The establishment of government means that we all have to give up some liberty in exchange for order. But since some liberty must be sacrificed, and since liberty is something held dear, we should keep the amount we must sacrifice to the absolute minimum. And this requires keeping government to an absolute minimum. Which would keep the amount of revenue needed for the government to function as low as possible. Which would have the happy consequence of keeping taxes as low as possible.
People who say "I would gladly pay more in taxes" are, to put it mildly, idiots. That means that they quite obviously receive too much compensation for the work they do. Secondly, anyone who wishes to pay more in taxes can. Have your employer withhold the maximum amount from your pay and don't claim any deductions. And don't cash your refund check. It is obvious that anyone who would do these things is not a rational actor. And I don't want irrational people telling me what to do with my money.
Then we have those who say the "rich" should pay their "fair share." I have said it before and I will say it again: the easiest thing in the world to do is to spend someone else's money. Milton Friedman devotes a chapter to this in his book Free to Choose (Chapter 4, From Cradle to Grave, please see the video that accompanies the chapter here). Not only is it easy to spend someone else's money, it is just as easy to waste someone else's money. And government, every single government that has ever existed, proves exceptionally good at this.
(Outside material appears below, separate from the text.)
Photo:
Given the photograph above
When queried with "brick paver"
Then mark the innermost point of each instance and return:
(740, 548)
So when you couple this almost genetic compulsion to waste money, even when the task at hand is a legitimate function of government and works to the best interest of all participants with no negative externalities, with the propensity to spend more money than taken in, you have what is known as a problem. And folks, we got a big problem. And the problem has gotten as big as it is because government, and people's expectations of government, has become unchained from what its legitimate function is.
In his speech on Wednesday, 13 April 2011, President Obama pointed out that he doesn't care for the spending plan for the 2012 budget laid out by the Republicans because "their vision is less about reducing the deficit than it is about changing the basic social compact in America."
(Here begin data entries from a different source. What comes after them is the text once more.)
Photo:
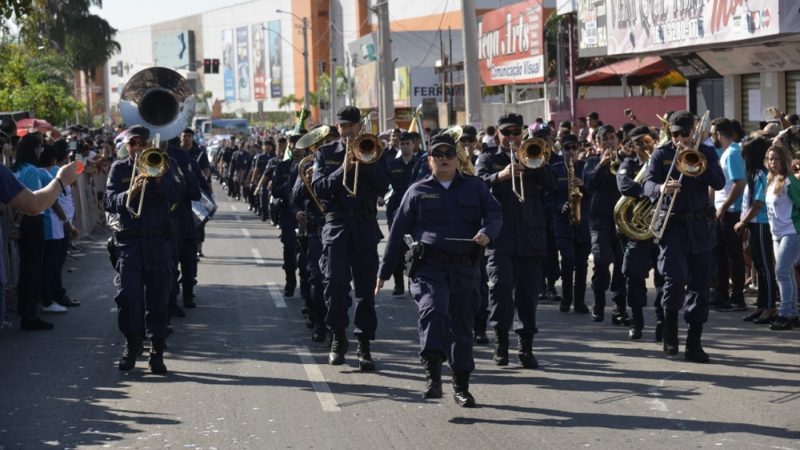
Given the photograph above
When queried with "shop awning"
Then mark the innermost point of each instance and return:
(638, 70)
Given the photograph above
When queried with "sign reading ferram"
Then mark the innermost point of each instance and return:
(511, 47)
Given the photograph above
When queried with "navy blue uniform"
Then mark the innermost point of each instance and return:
(144, 275)
(640, 256)
(606, 245)
(573, 241)
(350, 238)
(399, 179)
(515, 258)
(446, 293)
(688, 240)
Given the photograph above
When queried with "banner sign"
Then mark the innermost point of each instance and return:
(510, 46)
(259, 63)
(637, 26)
(243, 63)
(228, 74)
(275, 58)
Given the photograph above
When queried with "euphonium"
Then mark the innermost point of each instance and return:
(689, 161)
(633, 216)
(533, 153)
(367, 149)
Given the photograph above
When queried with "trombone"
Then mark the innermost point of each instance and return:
(688, 161)
(367, 149)
(532, 153)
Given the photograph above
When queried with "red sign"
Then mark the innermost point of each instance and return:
(511, 44)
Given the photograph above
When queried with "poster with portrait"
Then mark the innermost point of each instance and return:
(275, 59)
(243, 63)
(228, 74)
(259, 63)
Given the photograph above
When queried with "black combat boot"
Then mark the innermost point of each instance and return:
(365, 362)
(156, 361)
(339, 346)
(133, 350)
(526, 358)
(637, 323)
(501, 347)
(694, 348)
(433, 375)
(461, 390)
(671, 343)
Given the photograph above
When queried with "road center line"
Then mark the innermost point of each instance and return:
(324, 394)
(276, 295)
(257, 256)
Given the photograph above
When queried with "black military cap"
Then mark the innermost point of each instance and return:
(348, 114)
(605, 129)
(442, 140)
(639, 132)
(569, 138)
(468, 131)
(510, 120)
(681, 120)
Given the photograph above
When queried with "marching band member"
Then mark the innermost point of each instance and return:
(449, 216)
(688, 241)
(516, 256)
(350, 239)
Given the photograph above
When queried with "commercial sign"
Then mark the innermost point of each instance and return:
(637, 26)
(510, 47)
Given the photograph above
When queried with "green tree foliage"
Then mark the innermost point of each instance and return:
(36, 82)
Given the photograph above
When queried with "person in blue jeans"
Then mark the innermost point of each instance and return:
(783, 211)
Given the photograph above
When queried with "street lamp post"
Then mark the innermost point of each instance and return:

Social Security was started in 1935 and Medicare and Medicaid were started in 1965, 76 and 46 years respectively. The country is 235 years old and the constitution is 222 years old. I don't think a transfer program that is one-month younger than my step-father can be considered a more important social compact than the constitution of the United States.
Realizing that people not only are responsible for themselves, but actually can be responsible for themselves in an anathema to most politicians, because what then would the politician be good for if not taking from the many to give to the few in order to remain in office?
Another point. Obama also said in his speech: "Part of this American belief that we are all connected also expresses itself in a conviction that each one of us deserves some basic measure of security. We recognize that no matter how responsibly we live our lives, hard times or bad luck, a crippling illness or a layoff, may strike any one of us. 'There but for the grace of God go I,' we say to ourselves, and so we contribute to programs like Medicare and Social Security[.]" Pleasing rhetoric, no doubt, but utter nonsense.
No one I know "contributes" anything to Social Security, Medicare or Medicaid. It is taken from your pay by your employer and remitted to the government quarterly, along with the employer's matching "contribution" under penalty of law. Things tight this quarter? Need to pass on making that "contribution"? Guess what happens? You won't be discussing the virtues of government mandated compassion with the fellow with the pleasing rhetoric. You will be faced with fines and penalties and liens on any real estate you own. Decide to keep too much of your own money and you're looking at accommodations at some other federally run resorts.
We don't "give" to Social Security, Medicare and Medicaid because we are compassionate towards our fellow citizens. We give to churches, the Red Cross, food pantries. We give our time and effort and money to others. That is charity. That is compassion. Because it is voluntary, it is not good, it is great. It is a very small step towards that Utopia of Anarchy. It is also something people have done since people have been around. It even precedes people. Evidence of altruistic behavior can be seen throughout the animal kingdom. But we "give" to these government entities, the ones that will spend the money foolishly while increasing the soul-deadening bureaucracy, because if we don't we will lose more money, lose our homes, go to jail or all three.
These programs throw the government-liberty balance completely out of whack.